(The Center Square) – Tacoma voters will not see two competing measures regarding tenant protections on this fall’s ballot.
On Wednesday, Pierce County Superior Court Judge Timothy Ashcraft ordered the county to remove the Tacoma City Council’s measure from the upcoming election ballot in November.
A citizen’s group called Tacoma For All got a renter protection initiative known as a Tenant Bill of Rights on the ballot. It would require more notice for rent increases, require landlords to offer relocation assistance if the rent increases more than 5% and would ban evictions during the winter and evictions of students and educators during school year, among other protections.
At about the same time, the Tacoma City Council passed its own updates to the city’s rental housing code in July that went into effect on July 24.
The city council’s Ordinance 28831, sponsored by Tacoma Mayor Victoria Woodards, would require landlords to comply with health and safety laws and sets limits on late fees for rent and on pet deposits. The measure also requires landlords to have a city business license before increasing rent or evicting tenants, requires only one 120-day notice to raise rent, adds new regulations for shared housing and standardizes screening criteria for the amount of tenant income required to qualify for housing.
The council then voted to place the ordinance on the November ballot, calling it Measure 2, as an alternative to the citizen’s initiative
Tacoma for All and United Food and Commercial Workers Local 367 filed a lawsuit asserting that the city charter guarantees voters the right to an up-or–down majority vote on citizens’ initiatives. They argued the city council did not have the authority to place an alternate ballot, claiming it was a tactic designed to sow confusion.

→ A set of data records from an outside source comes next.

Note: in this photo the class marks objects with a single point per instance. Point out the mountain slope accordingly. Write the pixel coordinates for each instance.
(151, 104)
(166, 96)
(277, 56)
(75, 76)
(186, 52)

Aschraft agreed, characterizing the city’s measure as misleading and confusing to voters and prohibited it from going on the ballot.
“This is a massive victory for grassroots democracy in Tacoma and a victory for everyone fighting for stronger tenant protections,” Ty Moore, Tacoma for All campaign manager, said in a social media post. “The court blocked the city’s attempt to derail our campaign on behalf of the landlord lobby and made it clear that city council’s actions were not only deceptive but illegal.”
On Nov. 7, Tacoma voters will decide the fate of the Tenant Bill of Rights.